My Last Story

25 9 11
                                    

My Last Story

by IceScoups

Saat pukul 22.05, selalu saja aku melihatnya. Ya, gadis berparas cantik jelita itu. Sayangnya, tiap kali dia melihatku, dia akan menangis darah. Karena itulah, aku selalu mencoba untuk menghindarinya. Tetapi entah mengapa, ia seolah olah menggodaku untuk melihatnya, tepat ke matanya. Setiap saat.

"Hey."

Hanya kata itulah yang selalu keluar dari mulutnya tiap kali aku menghindarinya. Entahlah, aku tidak merasa takut sedikit pun. Toh, aku kan sudah sering seperti ini. Ya, aku indigo.

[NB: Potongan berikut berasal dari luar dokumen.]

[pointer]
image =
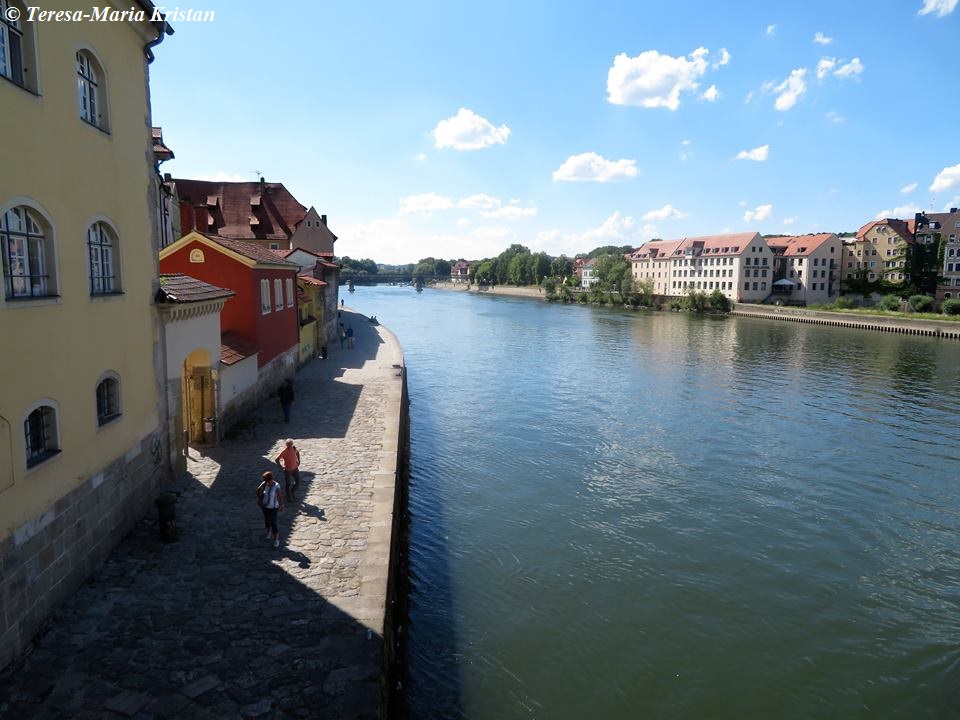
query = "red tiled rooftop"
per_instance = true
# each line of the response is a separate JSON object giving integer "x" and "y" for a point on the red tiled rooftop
{"x": 234, "y": 348}
{"x": 180, "y": 288}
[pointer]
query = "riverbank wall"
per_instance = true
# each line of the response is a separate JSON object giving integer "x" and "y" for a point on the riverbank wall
{"x": 906, "y": 326}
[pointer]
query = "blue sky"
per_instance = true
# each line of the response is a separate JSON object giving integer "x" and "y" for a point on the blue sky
{"x": 453, "y": 130}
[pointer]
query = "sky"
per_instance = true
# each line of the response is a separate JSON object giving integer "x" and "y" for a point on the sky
{"x": 453, "y": 130}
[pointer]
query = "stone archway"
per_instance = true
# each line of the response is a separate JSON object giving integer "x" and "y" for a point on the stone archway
{"x": 199, "y": 402}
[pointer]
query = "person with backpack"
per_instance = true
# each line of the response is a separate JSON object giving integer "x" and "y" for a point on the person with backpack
{"x": 289, "y": 460}
{"x": 270, "y": 500}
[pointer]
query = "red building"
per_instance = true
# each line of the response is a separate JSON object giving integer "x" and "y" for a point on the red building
{"x": 264, "y": 309}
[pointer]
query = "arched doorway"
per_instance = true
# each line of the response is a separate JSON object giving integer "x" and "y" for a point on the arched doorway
{"x": 199, "y": 399}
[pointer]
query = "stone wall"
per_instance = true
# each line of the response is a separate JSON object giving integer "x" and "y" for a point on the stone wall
{"x": 270, "y": 377}
{"x": 45, "y": 560}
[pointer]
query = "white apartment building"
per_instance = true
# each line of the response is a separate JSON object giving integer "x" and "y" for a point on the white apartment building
{"x": 807, "y": 268}
{"x": 740, "y": 265}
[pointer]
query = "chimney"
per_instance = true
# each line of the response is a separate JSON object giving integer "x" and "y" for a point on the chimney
{"x": 200, "y": 221}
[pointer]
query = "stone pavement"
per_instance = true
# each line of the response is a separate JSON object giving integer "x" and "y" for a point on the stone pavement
{"x": 221, "y": 624}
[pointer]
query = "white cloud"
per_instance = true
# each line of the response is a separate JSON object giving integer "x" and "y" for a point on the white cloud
{"x": 941, "y": 7}
{"x": 509, "y": 211}
{"x": 221, "y": 176}
{"x": 903, "y": 211}
{"x": 761, "y": 213}
{"x": 758, "y": 154}
{"x": 480, "y": 201}
{"x": 590, "y": 167}
{"x": 791, "y": 89}
{"x": 825, "y": 66}
{"x": 664, "y": 213}
{"x": 852, "y": 69}
{"x": 946, "y": 178}
{"x": 402, "y": 240}
{"x": 654, "y": 80}
{"x": 424, "y": 204}
{"x": 468, "y": 131}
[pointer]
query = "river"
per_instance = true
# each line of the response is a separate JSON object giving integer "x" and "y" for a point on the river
{"x": 654, "y": 515}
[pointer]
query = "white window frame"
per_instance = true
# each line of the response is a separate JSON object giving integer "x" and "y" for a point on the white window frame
{"x": 265, "y": 306}
{"x": 109, "y": 386}
{"x": 103, "y": 260}
{"x": 28, "y": 254}
{"x": 50, "y": 445}
{"x": 91, "y": 89}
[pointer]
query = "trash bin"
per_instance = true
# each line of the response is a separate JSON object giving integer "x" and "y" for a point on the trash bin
{"x": 167, "y": 512}
{"x": 210, "y": 430}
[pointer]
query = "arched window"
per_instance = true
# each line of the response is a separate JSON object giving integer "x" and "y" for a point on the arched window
{"x": 91, "y": 90}
{"x": 103, "y": 260}
{"x": 40, "y": 434}
{"x": 28, "y": 262}
{"x": 16, "y": 44}
{"x": 108, "y": 399}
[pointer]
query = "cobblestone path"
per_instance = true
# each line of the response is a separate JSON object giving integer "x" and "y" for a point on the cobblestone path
{"x": 221, "y": 624}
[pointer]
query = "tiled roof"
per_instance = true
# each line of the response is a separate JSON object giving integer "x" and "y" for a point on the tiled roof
{"x": 161, "y": 152}
{"x": 180, "y": 288}
{"x": 250, "y": 250}
{"x": 903, "y": 228}
{"x": 246, "y": 211}
{"x": 712, "y": 245}
{"x": 797, "y": 245}
{"x": 234, "y": 348}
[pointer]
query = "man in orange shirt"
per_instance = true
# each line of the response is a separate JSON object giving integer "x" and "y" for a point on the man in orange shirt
{"x": 289, "y": 460}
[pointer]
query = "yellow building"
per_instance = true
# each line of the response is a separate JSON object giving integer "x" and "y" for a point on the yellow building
{"x": 81, "y": 445}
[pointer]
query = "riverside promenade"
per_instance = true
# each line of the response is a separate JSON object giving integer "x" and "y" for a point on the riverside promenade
{"x": 221, "y": 624}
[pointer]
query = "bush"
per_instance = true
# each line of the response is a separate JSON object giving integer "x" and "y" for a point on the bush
{"x": 890, "y": 302}
{"x": 719, "y": 302}
{"x": 951, "y": 307}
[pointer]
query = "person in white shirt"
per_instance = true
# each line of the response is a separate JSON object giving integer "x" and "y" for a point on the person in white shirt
{"x": 270, "y": 499}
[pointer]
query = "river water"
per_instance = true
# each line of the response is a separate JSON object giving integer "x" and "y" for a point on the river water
{"x": 655, "y": 515}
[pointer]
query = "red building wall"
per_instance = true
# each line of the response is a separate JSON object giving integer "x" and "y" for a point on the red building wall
{"x": 275, "y": 332}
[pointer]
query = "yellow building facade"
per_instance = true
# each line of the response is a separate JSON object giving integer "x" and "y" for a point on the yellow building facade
{"x": 81, "y": 445}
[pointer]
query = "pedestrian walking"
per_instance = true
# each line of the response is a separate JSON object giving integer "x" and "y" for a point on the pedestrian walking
{"x": 289, "y": 460}
{"x": 286, "y": 398}
{"x": 270, "y": 500}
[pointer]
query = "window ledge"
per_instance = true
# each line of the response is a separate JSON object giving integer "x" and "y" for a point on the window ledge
{"x": 42, "y": 458}
{"x": 31, "y": 301}
{"x": 22, "y": 87}
{"x": 95, "y": 126}
{"x": 108, "y": 420}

Aku tahu ini semenjak orang tua ku ingin membunuhku. Saat aku masih seorang anak kecil berumur 5 tahun yang seharusnya bermain di luar. Tetapi, aku selalu dikurung bagaikan binatang peliharaan mereka. Daging mentah, buah busuk. Yah, bisa dibilang itu makananku dulu. Tidak aneh jika sekarang aku kurus sekali. Aku ingat sekali yang mereka katakan saat aku pura pura tertidur.

"Sayang, bagaimana kalau kita bakar saja tubuh anak yang menjijikkan ini? Aku takut jika dia akan bermain dengan 'Teman-temannya' itu."

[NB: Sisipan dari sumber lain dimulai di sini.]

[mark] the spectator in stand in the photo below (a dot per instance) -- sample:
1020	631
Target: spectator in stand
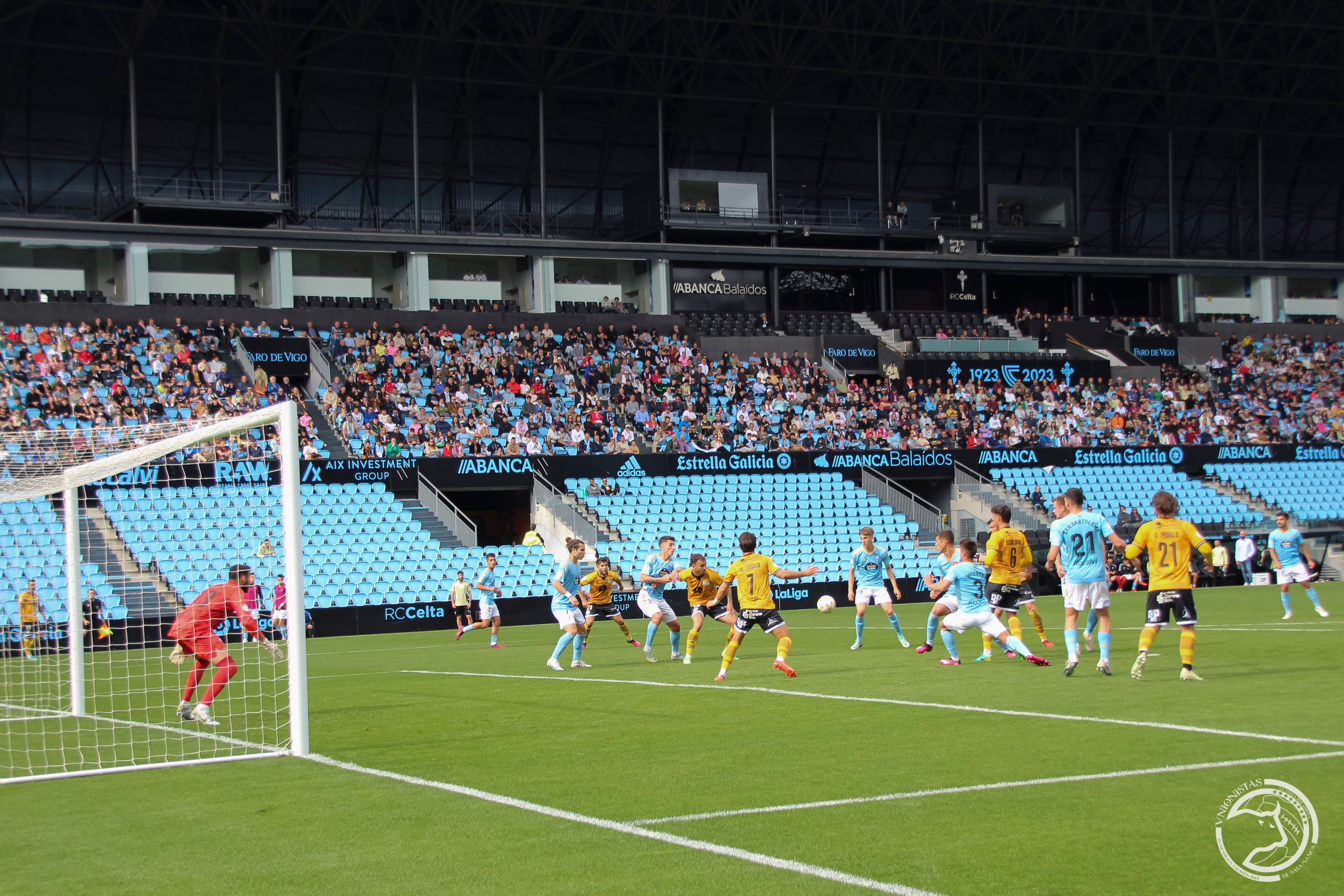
1219	561
1245	557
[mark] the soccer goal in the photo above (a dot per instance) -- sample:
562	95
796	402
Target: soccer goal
108	538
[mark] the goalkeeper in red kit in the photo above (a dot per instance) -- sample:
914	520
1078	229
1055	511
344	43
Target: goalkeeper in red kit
194	631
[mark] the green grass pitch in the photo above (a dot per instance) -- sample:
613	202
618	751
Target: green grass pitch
635	751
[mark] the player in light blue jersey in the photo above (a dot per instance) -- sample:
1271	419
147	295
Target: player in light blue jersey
868	563
659	571
1078	555
970	581
487	582
947	546
568	606
1294	563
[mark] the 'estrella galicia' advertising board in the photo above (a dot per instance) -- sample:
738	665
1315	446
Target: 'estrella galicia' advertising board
1049	369
279	357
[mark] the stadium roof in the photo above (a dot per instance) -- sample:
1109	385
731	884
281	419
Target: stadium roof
1209	87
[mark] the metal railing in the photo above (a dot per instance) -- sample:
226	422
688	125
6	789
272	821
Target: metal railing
201	190
550	502
902	500
447	512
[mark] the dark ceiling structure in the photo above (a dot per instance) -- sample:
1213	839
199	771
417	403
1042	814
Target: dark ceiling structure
1183	129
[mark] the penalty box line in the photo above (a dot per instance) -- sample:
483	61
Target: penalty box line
1000	785
635	831
1027	714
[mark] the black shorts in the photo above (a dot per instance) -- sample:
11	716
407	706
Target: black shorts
1007	597
768	620
1174	604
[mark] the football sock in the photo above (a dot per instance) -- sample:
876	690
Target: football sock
226	671
194	678
1187	648
560	645
1037	621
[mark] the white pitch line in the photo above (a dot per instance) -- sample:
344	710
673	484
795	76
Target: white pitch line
1002	785
625	828
1166	726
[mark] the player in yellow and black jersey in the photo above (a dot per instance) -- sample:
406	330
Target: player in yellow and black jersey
702	592
30	620
756	605
600	583
1171	588
1009	558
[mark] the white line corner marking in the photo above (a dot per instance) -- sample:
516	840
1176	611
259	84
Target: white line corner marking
625	828
901	703
1000	785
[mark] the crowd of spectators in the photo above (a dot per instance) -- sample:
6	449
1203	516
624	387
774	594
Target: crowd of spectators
538	391
529	391
83	377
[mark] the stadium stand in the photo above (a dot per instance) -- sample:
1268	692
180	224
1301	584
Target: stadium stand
33	547
728	324
822	324
913	326
1308	490
362	546
1109	488
799	519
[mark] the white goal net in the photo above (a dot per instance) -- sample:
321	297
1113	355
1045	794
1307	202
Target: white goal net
153	604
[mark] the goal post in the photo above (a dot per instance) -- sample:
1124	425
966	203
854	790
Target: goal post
78	700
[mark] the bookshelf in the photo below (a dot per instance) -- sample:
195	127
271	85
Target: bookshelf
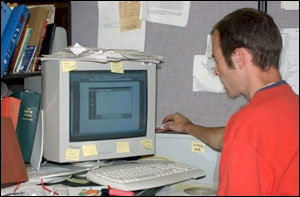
62	19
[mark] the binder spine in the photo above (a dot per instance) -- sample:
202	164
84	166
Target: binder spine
11	35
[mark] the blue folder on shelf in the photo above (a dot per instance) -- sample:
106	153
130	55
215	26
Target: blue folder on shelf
11	34
5	14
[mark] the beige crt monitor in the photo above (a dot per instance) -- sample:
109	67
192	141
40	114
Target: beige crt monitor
91	113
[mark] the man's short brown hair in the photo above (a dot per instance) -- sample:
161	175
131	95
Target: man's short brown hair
254	30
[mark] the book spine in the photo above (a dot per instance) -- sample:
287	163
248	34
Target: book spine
24	47
11	35
27	59
17	50
27	121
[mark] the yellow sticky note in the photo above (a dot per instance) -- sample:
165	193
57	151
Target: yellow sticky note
117	67
198	147
89	150
147	144
123	147
68	66
72	154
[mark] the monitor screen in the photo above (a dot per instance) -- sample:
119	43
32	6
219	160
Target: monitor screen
105	105
91	113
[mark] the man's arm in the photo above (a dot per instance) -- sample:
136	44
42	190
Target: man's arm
212	136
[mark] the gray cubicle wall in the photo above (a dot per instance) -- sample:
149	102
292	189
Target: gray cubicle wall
178	45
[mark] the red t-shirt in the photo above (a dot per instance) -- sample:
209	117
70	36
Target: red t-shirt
260	153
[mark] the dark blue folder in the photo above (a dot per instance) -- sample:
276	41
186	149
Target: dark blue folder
11	35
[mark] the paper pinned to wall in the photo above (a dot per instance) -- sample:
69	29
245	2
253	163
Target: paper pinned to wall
204	78
289	59
166	12
109	30
290	5
129	12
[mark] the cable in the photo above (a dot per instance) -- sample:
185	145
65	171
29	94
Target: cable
18	184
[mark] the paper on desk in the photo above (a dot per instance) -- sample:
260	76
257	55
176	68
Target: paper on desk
100	55
77	49
37	150
289	59
129	12
204	78
166	12
109	33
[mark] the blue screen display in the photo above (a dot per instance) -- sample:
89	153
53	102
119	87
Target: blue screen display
105	105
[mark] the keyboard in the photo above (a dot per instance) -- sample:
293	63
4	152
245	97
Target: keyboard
144	174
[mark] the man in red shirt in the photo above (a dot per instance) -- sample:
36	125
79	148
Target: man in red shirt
260	143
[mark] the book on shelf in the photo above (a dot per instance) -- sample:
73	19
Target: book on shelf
47	44
13	168
23	49
27	121
11	35
27	59
10	107
38	22
17	49
5	14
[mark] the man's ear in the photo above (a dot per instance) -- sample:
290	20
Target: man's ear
239	58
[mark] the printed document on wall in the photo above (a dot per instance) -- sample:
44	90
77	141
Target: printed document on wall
109	29
166	12
204	78
290	5
289	60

Oh iya, aku lupa menjelaskan. Karena aku sering terkurung di dalam, aku bermain dengan teman-temanku hingga aku dianggap anak yang paling aneh dan tidak jelas. Wow, justru aku yang merasa aneh. Apa mereka buta? Jelas-jelas temanku ada disampingku.

"Dasar anak dukun!"

"Jangan dekat dekat, nanti dimakan temannya loh. Hihihi."

"Dia menyeramkan."

"Kenapa dia hidup?"

"Oh, aku kasihan sekali dengan orangtuanya."

"Jika dia itu aku, aku akan bunuh diri. Hahahahaha."

Banyak yang melontarkan kata kata kejam seperti itu. Aku sih, biasa saja. Nanti juga mereka diam sendiri, pfft.

Aku kangen ... dengan teman temanku itu. Fore si pencuri licik, Dipe si pembohong handal, Ran si pencuri invisible. Tidak hanya Ran sih yang invisible, Fore dan Dipe juga begitu. Biasanya hanya mereka, temanku dari imajinasiku, yang mengertikan aku.

Seandainya aku berteriak kencang nama mereka dan mereka muncul, aku akan senang sekali. Tetapi ... sekarang, mereka sudah diusir dari rumahku. Kalau saja aku mengumpati mereka atau menyuruh mereka menghilang dari rumahku, mungkin mereka masih ada.

Aku ... benar benar ingin membunuh orang tua ku itu. Kenapa ... kenapa aku lemah seperti ini. Apalagi pada saat Papa bilang, "Ayah melakukan ini karena Ayah sayang sama kamu."

Kenapa aku gampang tertipu oleh mereka? Semakin besar niatku--untuk membunuh orang tuaku--kenapa aku makin melemah? Apakah harus diriku yang membunuh diriku? Tidak, aku tidak mau. Aku ingin menguasai dunia ini dengan teman temanku. Jadi, aku tidak usah merasa lemah di hadapan orang tuaku yang licik itu. Ya, benar. Begitu saja. HAHAHAHA. Lihatlah, kalian makhluk-makhluk tidak berguna. Akan jadikan kalian semua pelayan dan pembantuku. Beraninya kalian mengambil teman temanku!

"Hey. Lihat aku."

Hm? Suara siapa itu? Jangan jangan Dipe?! Fore?! Ran?! Apa itu kalian?! Oh, yang benar saja. Di tengah jalan? Jangan bilang kalian akan memberikan aku sebuah surprise yang membuatku tersentuh. Kalian tau kalau aku tidak menyukai begituan. Kalian ini bagaimana, sih. Hahaha.

"Lihat aku, disampingmu. Hey."

Akhirnya aku pun menoleh ke asal suara tersebut. Aku menutup mataku sambil malu malu. Aku cukup deg-degan. Entahlah, mungkin aku terlalu senang. Aku buka mataku. Terlihat sebuah bus ke arahku. Akhirnya, aku akan berjumpa dengan temanku!